We have not yet decided whether to open the Computer Classroom or Drop-In Lab during the summer, but we'd be very interested in talking with anyone who would use them.

If you are interested in using the lab during the summer or would like to make a reservation for the fall, please reach out to Caitlin Tefft ( We appreciate your continued flexibility as we make this next transition! 

GPU Computing at the SSCC

In January, SSCC put our first servers with GPUs into production: Linstat5 and Linstat6 in our regular environment, and LinSiloGPU001 and LinSiloGPU002 in Silo. GPUs, or Graphical Processing Units, were developed for rendering 3D graphics and contain huge numbers of small special-purpose processors. For example, the NVidia T4 GPUs in the new servers contain 384 "tensor cores" and 3,027 "shading units," among other things. But researchers soon realized that some research computing tasks could take advantage of all those processors and run much more quickly than by using smaller numbers of general-purpose CPUs.

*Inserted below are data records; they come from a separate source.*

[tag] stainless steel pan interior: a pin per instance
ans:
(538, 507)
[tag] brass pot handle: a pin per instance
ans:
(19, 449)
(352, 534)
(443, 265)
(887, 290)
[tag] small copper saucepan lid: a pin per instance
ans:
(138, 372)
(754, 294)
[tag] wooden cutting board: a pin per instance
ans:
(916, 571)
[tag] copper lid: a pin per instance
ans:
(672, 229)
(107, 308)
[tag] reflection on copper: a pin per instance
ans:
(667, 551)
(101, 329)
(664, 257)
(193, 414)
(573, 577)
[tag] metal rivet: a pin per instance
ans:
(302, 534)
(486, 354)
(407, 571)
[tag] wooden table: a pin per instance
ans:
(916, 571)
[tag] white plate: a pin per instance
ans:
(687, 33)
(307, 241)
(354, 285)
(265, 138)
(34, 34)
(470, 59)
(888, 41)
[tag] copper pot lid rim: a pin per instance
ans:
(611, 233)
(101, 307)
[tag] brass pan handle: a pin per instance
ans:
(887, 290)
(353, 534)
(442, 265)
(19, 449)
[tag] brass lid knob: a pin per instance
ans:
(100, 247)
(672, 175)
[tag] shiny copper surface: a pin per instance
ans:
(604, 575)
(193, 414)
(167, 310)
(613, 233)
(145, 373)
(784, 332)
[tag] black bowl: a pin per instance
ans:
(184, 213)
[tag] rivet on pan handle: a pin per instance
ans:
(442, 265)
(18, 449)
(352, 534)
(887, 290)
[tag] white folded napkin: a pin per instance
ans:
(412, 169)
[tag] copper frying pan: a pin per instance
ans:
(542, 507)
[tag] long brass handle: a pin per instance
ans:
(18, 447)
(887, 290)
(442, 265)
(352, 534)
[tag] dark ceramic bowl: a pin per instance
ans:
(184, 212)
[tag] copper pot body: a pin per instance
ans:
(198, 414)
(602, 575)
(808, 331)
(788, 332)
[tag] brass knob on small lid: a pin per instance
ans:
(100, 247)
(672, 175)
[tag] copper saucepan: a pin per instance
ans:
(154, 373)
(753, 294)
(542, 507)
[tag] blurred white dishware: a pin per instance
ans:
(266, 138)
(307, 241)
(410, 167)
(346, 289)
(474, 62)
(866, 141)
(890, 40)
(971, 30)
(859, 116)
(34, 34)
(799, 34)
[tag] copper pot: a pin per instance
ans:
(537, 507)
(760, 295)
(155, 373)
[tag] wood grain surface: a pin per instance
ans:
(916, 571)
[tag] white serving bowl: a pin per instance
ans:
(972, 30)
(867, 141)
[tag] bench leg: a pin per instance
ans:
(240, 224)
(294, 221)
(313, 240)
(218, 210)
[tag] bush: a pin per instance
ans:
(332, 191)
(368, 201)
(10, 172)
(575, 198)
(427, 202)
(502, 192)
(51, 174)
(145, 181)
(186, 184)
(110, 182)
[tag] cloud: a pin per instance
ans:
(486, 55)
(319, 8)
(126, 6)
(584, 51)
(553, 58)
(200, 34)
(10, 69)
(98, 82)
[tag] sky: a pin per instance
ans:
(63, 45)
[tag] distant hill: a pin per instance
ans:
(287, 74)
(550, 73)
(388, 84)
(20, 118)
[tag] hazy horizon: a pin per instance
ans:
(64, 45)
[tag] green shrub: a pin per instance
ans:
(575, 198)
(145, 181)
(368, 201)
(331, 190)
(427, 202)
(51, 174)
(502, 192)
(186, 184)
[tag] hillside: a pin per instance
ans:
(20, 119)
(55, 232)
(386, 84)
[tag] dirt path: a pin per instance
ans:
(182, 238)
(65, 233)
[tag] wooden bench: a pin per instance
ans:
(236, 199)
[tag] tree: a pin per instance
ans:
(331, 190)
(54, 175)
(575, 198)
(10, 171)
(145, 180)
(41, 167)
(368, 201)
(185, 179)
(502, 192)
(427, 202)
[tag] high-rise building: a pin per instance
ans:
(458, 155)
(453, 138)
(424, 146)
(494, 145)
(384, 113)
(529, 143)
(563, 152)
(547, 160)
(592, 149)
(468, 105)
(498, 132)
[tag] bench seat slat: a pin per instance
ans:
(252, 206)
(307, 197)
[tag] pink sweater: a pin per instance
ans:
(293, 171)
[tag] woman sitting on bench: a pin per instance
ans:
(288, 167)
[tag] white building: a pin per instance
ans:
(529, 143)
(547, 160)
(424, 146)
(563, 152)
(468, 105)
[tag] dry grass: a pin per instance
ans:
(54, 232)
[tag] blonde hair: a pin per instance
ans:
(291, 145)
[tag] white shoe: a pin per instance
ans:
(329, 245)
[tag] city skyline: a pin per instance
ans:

Right now most of our GPU users run Python machine learning tools like PyTorch, but there are R packages that can take advantage of GPU—see the GPUs section of the R High Performance task view. Many Matlab functions will use GPU if you pass in a gpuArray, and others use it automatically—see the relevant Matlab documentation. SSCC's statistical consultants do not have experience with GPU computing (yet) but we encourage you to explore.

Data Carpentry session for the Social Sciences

May 12-19 the Data Science Hub is holding a Data Carpentry session intended for the social sciences. The curriculum is designed for researchers who will collect data in the field, and will introduce some computing tools that can be used to enter, clean, and analyze such data, namely, Excel, OpenRefine, SQL, and R. (SSCC's statistical consultants suggest that unless you're collecting your own data you can probably go straight to R, Stata, or something similar.) For details, visit the session web page. Registration opens April 5th.